Frequent blog readers probably know that I and a couple of others like Joe Bilby are always trying to confirm CW battle ranges. I recently came across an account of the battle of Corinth (Oct. 3-4, 1862) that talks about it. A soldier in the 2nd Iowa wrote:
The Rebel batteries silenced ours, and about 4 o’oclock they advanced … When they got within 200 yards we received the command to fire, and our fire told with fearful effect on the enemy.
It would help immensely to know that the 2nd Iowa (and the rest of the brigade—Hackelman’s brigade, consisting of the 2nd Iowa, 7th Iowa, and 52nd Illinois) were armed with. Rifles or muskets? If rifles this was a reasonable engagement range and at odds with the arguments of Griffith, Hess, et. al. that battle ranges remained very short. If they had smoothbore muskets then this was extreme range.
UPDATE: Came across a section from a book on light infantry written by a British officer in 1806 (and quoted by an officer at the School of Musketry at Hythe in 1861).
Instruction in firing without elevating the sight forms part of the military teaching.
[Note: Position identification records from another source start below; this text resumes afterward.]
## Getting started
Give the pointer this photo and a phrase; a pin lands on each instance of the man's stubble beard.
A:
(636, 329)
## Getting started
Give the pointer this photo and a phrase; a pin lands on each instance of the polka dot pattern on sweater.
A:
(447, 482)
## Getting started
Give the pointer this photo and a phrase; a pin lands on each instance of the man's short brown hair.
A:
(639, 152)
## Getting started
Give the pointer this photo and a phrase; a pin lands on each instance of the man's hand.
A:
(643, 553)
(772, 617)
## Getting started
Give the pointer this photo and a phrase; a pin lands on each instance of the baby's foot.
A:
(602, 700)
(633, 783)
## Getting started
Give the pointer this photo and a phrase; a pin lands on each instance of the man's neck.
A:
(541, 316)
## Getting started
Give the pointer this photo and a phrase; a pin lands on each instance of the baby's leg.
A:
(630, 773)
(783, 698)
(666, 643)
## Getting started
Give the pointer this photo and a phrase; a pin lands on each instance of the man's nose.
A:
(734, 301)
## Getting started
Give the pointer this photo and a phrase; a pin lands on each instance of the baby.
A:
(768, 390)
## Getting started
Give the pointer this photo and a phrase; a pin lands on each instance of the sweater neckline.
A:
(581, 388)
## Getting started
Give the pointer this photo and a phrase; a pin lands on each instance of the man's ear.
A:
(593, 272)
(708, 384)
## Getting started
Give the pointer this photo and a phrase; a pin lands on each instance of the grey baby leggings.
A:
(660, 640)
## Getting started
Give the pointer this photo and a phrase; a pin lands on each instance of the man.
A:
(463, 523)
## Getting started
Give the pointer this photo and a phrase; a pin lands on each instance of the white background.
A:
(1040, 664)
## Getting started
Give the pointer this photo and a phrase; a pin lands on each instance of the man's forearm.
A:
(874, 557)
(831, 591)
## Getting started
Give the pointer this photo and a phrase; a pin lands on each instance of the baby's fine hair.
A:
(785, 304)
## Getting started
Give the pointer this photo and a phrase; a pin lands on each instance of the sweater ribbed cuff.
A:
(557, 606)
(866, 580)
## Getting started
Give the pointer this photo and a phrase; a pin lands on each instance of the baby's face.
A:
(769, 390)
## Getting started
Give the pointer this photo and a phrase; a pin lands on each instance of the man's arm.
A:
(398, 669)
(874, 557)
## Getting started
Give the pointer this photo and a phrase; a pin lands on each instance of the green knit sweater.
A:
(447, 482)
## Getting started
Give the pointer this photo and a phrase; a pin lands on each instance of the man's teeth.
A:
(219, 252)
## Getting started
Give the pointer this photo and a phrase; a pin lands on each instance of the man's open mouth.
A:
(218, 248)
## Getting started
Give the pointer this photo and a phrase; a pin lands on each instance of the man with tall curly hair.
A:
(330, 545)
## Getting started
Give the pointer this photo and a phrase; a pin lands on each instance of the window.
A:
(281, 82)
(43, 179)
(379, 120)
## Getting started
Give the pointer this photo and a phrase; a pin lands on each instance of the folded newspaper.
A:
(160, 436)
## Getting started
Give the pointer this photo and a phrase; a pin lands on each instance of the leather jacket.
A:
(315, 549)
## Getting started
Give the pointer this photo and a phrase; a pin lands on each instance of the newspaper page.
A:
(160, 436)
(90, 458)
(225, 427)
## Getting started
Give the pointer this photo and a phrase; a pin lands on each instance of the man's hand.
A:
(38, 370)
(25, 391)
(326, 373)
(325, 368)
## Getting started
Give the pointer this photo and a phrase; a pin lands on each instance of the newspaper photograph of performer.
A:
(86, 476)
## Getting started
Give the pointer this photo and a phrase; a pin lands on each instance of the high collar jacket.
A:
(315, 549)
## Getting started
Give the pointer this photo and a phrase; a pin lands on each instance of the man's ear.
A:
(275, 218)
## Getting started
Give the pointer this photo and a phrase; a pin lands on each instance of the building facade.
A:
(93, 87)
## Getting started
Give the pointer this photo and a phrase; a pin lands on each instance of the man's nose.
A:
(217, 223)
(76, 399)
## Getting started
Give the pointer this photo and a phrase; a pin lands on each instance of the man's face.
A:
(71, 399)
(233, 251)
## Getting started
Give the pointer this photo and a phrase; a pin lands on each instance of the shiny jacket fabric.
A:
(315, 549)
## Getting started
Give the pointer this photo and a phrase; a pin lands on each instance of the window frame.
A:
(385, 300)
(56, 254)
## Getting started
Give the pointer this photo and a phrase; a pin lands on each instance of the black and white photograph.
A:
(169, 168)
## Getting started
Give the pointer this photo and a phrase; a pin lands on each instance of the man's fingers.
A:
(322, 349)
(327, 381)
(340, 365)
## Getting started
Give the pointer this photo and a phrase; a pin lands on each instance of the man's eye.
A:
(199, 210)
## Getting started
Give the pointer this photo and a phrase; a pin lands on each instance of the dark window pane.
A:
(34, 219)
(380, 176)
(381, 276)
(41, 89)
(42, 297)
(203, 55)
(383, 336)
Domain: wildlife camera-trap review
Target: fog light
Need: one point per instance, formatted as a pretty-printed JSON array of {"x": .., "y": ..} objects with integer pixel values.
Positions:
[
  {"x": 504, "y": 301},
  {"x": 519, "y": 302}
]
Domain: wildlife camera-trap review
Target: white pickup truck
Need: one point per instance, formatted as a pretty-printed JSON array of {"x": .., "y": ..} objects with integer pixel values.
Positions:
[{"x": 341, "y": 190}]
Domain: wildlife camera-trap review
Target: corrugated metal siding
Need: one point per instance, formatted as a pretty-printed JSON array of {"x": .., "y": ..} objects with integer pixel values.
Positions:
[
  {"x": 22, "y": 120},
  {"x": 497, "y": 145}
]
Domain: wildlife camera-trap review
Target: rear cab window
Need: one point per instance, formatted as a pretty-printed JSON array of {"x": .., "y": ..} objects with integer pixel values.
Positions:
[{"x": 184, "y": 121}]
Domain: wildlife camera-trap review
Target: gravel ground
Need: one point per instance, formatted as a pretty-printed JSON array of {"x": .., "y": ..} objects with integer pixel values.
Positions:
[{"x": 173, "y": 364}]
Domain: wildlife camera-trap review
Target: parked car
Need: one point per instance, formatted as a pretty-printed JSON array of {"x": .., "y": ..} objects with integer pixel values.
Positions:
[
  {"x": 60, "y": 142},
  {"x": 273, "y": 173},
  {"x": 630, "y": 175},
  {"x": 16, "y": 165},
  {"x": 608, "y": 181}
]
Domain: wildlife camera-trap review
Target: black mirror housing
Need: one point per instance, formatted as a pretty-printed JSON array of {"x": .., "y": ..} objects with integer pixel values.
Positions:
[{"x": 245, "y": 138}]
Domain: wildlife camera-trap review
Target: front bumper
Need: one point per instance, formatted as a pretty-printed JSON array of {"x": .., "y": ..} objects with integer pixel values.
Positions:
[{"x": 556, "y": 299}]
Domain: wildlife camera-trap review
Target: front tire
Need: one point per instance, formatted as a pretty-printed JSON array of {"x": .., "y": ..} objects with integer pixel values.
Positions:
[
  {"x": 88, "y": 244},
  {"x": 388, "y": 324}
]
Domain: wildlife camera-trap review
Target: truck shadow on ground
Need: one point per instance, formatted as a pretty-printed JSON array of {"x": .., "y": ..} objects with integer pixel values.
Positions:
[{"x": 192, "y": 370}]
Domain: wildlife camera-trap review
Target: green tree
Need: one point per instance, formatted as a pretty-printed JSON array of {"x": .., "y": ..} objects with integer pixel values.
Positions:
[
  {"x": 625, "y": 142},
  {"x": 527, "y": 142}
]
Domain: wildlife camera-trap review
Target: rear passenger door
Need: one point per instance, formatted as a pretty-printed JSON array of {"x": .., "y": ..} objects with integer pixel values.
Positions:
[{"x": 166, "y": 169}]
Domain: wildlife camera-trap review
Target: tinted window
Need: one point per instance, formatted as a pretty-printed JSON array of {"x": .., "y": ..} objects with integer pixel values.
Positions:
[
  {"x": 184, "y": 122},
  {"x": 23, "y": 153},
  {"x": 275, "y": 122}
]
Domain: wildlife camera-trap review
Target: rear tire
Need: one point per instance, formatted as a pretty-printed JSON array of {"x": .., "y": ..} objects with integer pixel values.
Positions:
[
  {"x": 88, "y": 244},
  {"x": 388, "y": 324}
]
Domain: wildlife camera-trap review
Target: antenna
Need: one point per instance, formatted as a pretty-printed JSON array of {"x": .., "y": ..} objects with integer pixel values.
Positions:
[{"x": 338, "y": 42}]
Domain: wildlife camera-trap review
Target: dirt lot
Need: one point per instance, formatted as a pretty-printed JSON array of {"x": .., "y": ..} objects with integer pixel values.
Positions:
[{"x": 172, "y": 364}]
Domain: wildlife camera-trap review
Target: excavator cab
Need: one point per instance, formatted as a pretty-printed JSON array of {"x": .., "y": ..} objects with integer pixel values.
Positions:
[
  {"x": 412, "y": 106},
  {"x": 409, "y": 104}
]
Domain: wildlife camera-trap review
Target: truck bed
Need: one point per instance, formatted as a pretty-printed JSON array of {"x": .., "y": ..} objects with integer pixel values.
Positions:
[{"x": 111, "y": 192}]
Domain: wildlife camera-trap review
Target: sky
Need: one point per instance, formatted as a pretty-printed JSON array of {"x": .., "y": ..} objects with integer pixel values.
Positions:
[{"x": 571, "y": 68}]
In Cooper’s “Practical Guide for the Light Infantry Officer,” a target is described with three broad horizontal bars across it at equal intervals. The soldier is told to aim at the lowest of these when firing at from 100 to 200 yards, and at the highest of them when firing at 300 yards. The purpose of this is to accustom the soldier to aim always along the barrel, but at different points on the object, according to the distance.
The captain here is talking about the Baker rifle, but the P53 Enfield, though a refined version, is not materially different when it comes to muzzle velocity. So in CW soldier’s terms: at really close ranges—less than 100 yards—aim at knee level; at 100 yards (where the battle sight is set) at the enemy’s belt buckle; at 200 yards at mid-chest; and at 300 yards at the top of his head. All this can be done in mid-battle without resetting the sight.